Lazarus Subgroup ‘TraderTraitor’ Targets Cloud Platforms and Contaminates Supply Chains
The North Korean state-sponsored advanced persistent threat (APT) known as TraderTraitor, a subgroup of the notorious Lazarus Group, has emerged as a formidable actor specializing in digital asset heists.
Tracked under aliases such as UNC4899, Jade Sleet, TA444, and Slow Pisces by various cybersecurity firms including Mandiant, Microsoft, Proofpoint, and Unit42, TraderTraitor operates under the auspices of North Korea’s Reconnaissance General Bureau (RGB), particularly its 3rd Bureau of Foreign Intelligence.
Financially Motivated Operations
Since its activities were first publicly detailed in a 2022 joint advisory from the FBI, CISA, and U.S. Treasury, this cluster has been attributed to stealing billions in cryptocurrencies like Bitcoin and Ether through sophisticated blends of social engineering, malware deployment, and supply chain compromises.
The group’s primary objective is financial gain to circumvent international sanctions, funding state programs by targeting blockchain entities, exchanges, DeFi platforms, and high-net-worth individuals.
Beyond theft, TraderTraitor occasionally pursues espionage, seeking sensitive intellectual property in the crypto sector, though operations typically escalate rapidly from initial access to fraudulent transactions, leveraging nation-state tactics for cybercriminal ends.
TraderTraitor’s tradecraft has evolved significantly since 2020, beginning with trojanized cryptocurrency applications built on JavaScript, Node.js, and the Electron framework, often repurposed from open-source projects and distributed via spear-phishing campaigns (MITRE T1566.003).
These malicious apps, such as DAFOM, TokenAIS, and CryptAS, masquerade as legitimate trading or price prediction tools, complete with polished websites and fraudulently obtained code-signing certificates (T1553.002) to evade detection.
Tactical Evolution
Initial intrusions target DevOps engineers and system administrators through fake job lures on platforms like LinkedIn or Telegram, enticing victims to execute payloads (T1204.002) that establish command-and-control (C2) channels (T1105) for delivering secondary malware like MANUSCRYPT, a remote access trojan capable of system reconnaissance (T1082), arbitrary command execution (T1059), and credential harvesting to steal private keys.

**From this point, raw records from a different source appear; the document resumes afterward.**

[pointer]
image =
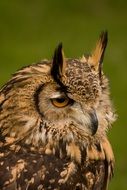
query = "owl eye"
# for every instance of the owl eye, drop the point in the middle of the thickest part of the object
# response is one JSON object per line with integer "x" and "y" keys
{"x": 60, "y": 102}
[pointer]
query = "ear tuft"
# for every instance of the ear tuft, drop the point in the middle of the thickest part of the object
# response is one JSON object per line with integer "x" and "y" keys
{"x": 97, "y": 56}
{"x": 58, "y": 64}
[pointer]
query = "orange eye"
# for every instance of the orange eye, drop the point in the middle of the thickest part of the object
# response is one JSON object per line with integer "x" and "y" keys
{"x": 60, "y": 102}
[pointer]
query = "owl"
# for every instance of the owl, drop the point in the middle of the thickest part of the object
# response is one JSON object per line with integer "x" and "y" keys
{"x": 54, "y": 118}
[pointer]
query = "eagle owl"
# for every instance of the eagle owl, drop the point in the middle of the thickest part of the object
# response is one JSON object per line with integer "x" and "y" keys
{"x": 54, "y": 116}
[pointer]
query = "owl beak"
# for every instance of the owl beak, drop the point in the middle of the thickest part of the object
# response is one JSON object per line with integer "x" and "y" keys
{"x": 94, "y": 122}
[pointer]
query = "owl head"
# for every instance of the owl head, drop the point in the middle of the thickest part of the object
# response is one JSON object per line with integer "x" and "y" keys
{"x": 63, "y": 98}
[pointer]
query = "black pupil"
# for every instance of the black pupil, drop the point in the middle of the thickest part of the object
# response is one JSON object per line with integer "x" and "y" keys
{"x": 60, "y": 100}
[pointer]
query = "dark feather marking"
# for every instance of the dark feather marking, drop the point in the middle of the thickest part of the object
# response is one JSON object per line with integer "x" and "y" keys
{"x": 57, "y": 65}
{"x": 104, "y": 41}
{"x": 36, "y": 98}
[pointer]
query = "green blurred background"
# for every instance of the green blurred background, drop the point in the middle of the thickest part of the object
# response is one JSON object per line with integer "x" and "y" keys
{"x": 30, "y": 30}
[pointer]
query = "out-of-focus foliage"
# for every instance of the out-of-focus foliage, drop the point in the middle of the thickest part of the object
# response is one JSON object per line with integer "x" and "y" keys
{"x": 30, "y": 30}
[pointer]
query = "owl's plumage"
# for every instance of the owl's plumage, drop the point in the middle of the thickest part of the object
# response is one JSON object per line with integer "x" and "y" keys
{"x": 54, "y": 116}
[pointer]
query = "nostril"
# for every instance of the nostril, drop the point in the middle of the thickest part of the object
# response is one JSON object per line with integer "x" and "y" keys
{"x": 94, "y": 122}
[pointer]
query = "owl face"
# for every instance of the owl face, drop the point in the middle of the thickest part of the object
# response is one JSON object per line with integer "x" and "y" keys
{"x": 63, "y": 99}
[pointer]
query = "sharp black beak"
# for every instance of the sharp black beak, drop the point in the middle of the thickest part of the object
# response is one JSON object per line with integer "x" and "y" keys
{"x": 94, "y": 122}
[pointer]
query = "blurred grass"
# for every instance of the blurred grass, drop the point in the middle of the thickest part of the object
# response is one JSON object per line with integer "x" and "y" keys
{"x": 30, "y": 30}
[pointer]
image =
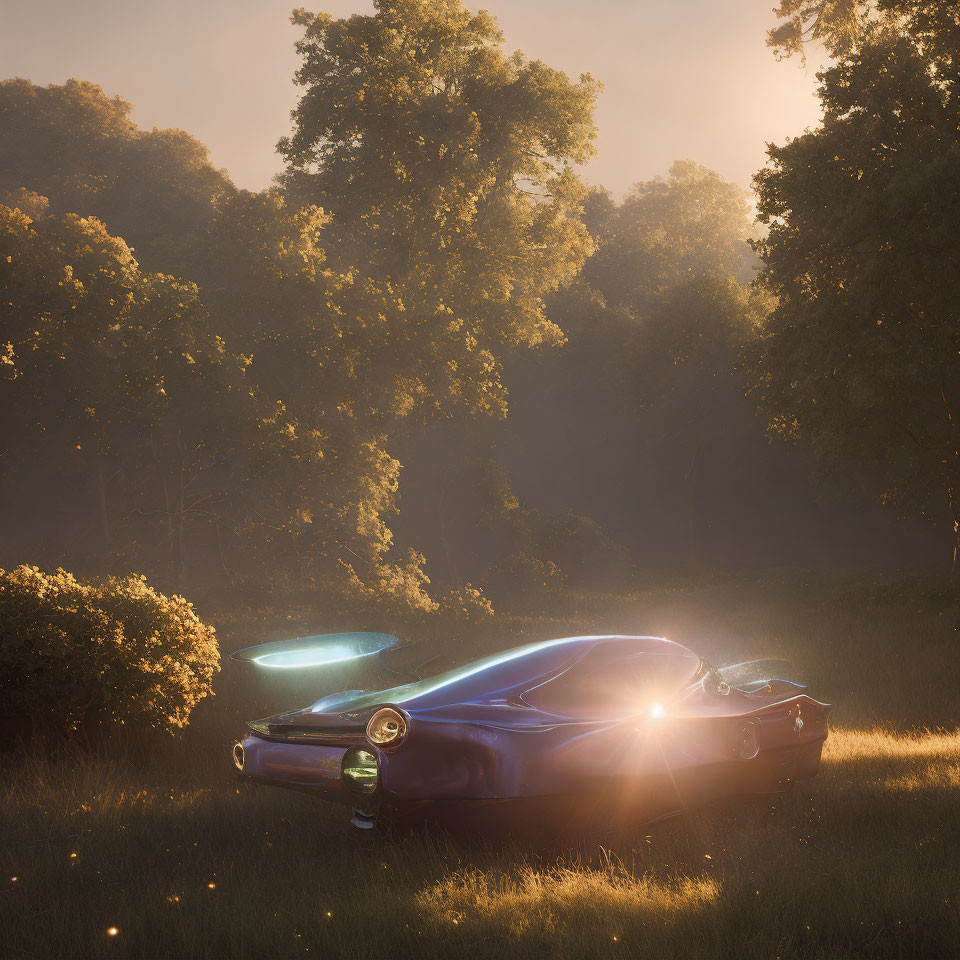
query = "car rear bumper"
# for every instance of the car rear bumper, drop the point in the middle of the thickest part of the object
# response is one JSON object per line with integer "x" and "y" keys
{"x": 314, "y": 768}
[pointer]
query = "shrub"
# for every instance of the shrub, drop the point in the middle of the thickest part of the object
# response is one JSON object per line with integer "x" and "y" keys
{"x": 85, "y": 656}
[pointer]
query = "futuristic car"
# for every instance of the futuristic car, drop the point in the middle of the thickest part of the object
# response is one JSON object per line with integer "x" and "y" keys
{"x": 574, "y": 732}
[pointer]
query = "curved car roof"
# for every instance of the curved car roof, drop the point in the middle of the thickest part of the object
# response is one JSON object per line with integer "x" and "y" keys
{"x": 506, "y": 670}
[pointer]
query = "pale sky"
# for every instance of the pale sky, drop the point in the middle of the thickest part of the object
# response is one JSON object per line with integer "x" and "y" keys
{"x": 682, "y": 78}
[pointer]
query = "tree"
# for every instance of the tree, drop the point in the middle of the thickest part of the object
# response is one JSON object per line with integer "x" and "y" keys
{"x": 840, "y": 24}
{"x": 78, "y": 147}
{"x": 861, "y": 351}
{"x": 118, "y": 374}
{"x": 445, "y": 165}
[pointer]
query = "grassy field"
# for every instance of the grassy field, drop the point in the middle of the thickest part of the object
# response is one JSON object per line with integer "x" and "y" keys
{"x": 862, "y": 862}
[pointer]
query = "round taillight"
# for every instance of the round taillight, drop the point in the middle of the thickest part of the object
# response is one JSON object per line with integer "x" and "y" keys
{"x": 387, "y": 727}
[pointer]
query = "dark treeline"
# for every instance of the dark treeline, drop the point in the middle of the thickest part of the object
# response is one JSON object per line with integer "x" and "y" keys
{"x": 430, "y": 340}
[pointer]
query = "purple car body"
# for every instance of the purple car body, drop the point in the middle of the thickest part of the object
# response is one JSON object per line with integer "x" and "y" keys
{"x": 570, "y": 732}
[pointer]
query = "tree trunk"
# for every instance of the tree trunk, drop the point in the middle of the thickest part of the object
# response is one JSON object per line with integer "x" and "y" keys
{"x": 102, "y": 500}
{"x": 690, "y": 480}
{"x": 955, "y": 567}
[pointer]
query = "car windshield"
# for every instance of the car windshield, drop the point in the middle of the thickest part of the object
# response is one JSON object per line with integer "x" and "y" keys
{"x": 622, "y": 684}
{"x": 421, "y": 688}
{"x": 757, "y": 672}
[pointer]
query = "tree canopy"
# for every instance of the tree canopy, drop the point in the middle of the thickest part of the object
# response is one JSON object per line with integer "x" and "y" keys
{"x": 860, "y": 352}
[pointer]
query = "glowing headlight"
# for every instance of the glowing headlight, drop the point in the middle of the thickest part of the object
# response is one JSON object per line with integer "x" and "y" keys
{"x": 387, "y": 727}
{"x": 358, "y": 770}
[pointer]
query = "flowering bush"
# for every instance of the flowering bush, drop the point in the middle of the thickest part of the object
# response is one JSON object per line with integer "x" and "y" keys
{"x": 80, "y": 657}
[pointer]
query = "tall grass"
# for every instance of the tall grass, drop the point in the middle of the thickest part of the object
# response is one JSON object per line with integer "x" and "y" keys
{"x": 861, "y": 862}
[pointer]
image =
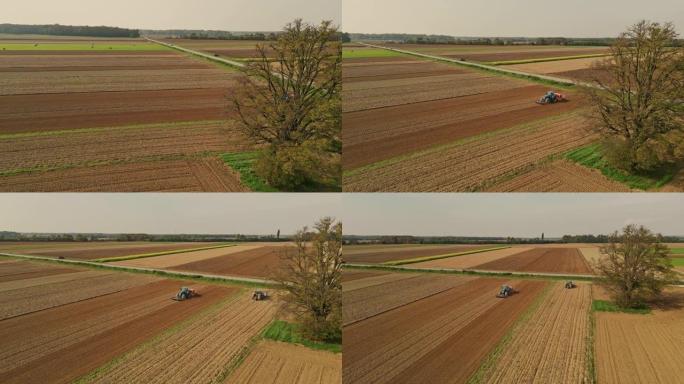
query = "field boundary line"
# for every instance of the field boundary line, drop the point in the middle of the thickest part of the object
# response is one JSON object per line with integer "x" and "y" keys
{"x": 444, "y": 256}
{"x": 196, "y": 276}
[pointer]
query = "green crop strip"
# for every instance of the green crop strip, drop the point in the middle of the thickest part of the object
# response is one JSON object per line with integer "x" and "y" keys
{"x": 436, "y": 257}
{"x": 243, "y": 163}
{"x": 591, "y": 156}
{"x": 145, "y": 255}
{"x": 280, "y": 330}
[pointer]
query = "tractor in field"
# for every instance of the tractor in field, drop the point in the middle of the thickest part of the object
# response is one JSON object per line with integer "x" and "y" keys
{"x": 505, "y": 291}
{"x": 185, "y": 293}
{"x": 552, "y": 97}
{"x": 259, "y": 296}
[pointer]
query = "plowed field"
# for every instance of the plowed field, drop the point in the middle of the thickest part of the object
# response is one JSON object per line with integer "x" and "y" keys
{"x": 472, "y": 164}
{"x": 281, "y": 363}
{"x": 553, "y": 260}
{"x": 442, "y": 338}
{"x": 550, "y": 346}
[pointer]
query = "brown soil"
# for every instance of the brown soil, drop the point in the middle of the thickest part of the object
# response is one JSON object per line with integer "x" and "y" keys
{"x": 158, "y": 176}
{"x": 474, "y": 164}
{"x": 51, "y": 112}
{"x": 560, "y": 176}
{"x": 66, "y": 362}
{"x": 371, "y": 136}
{"x": 553, "y": 260}
{"x": 260, "y": 262}
{"x": 442, "y": 338}
{"x": 372, "y": 257}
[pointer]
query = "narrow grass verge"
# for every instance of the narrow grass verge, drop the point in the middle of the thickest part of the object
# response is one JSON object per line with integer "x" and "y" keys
{"x": 280, "y": 330}
{"x": 591, "y": 156}
{"x": 480, "y": 376}
{"x": 144, "y": 255}
{"x": 243, "y": 163}
{"x": 437, "y": 257}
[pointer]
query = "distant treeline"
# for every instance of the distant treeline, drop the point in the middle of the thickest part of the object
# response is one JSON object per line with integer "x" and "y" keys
{"x": 67, "y": 30}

By 2023, the group pivoted to open-source supply chain attacks (T1195.001), impersonating developers on GitHub to inject malicious npm or PyPI packages into collaborative projects, aiming to compromise downstream systems in blockchain firms.
This marked a nation-state first in exploiting public repositories for lateral movement and code tampering.
Notable incidents underscore TraderTraitor’s prowess, including the 2023 JumpCloud supply chain compromise (T1195.002), where spear-phishing enabled the push of malicious updates to cryptocurrency customers via the cloud identity provider’s infrastructure, bypassing defenses and affecting a limited number of victims as confirmed by Mandiant.
In 2024, the group orchestrated the $308 million DMM Bitcoin heist by luring a Ginco developer with a bogus coding challenge on GitHub, deploying RN Loader and RN Stealer malware (T1059.006) to harvest SSH keys and session cookies (T1552.004, T1550.004), ultimately diverting 4,502.9 BTC through an exploited communication channel.
The late-2024 ByBit hack, stealing over $1.5 billion in ETH, involved compromising a developer’s macOS workstation via a malicious Python app and Docker image (T1609), stealing AWS session tokens for reconnaissance (T1580), and injecting JavaScript into Safe{Wallet}’s Next.js frontend (T1578.005) to redirect transactions in real-time.

FBI attributions in early 2025 linked these to TraderTraitor, highlighting their cloud focus, including credential exfiltration (T1552.004) and IAM role enumeration (T1087.004) to exploit SaaS integrations.
TraderTraitor’s emphasis on cloud environments evident in attacks on providers like JumpCloud and Safe{Wallet} exploits attack surfaces such as overly permissive identities and exposed secrets, enabling persistence and lateral movement.
Cybersecurity platforms like Wiz recommend controls for segmentation, minimum privilege enforcement, and anomaly detection in configurations, secrets, and dependencies to mitigate risks.
As of July 2025, with ongoing campaigns blending traditional phishing with advanced supply chain tactics, TraderTraitor remains a critical threat to global cloud customers and the cryptocurrency ecosystem, responsible for some of history’s largest digital thefts.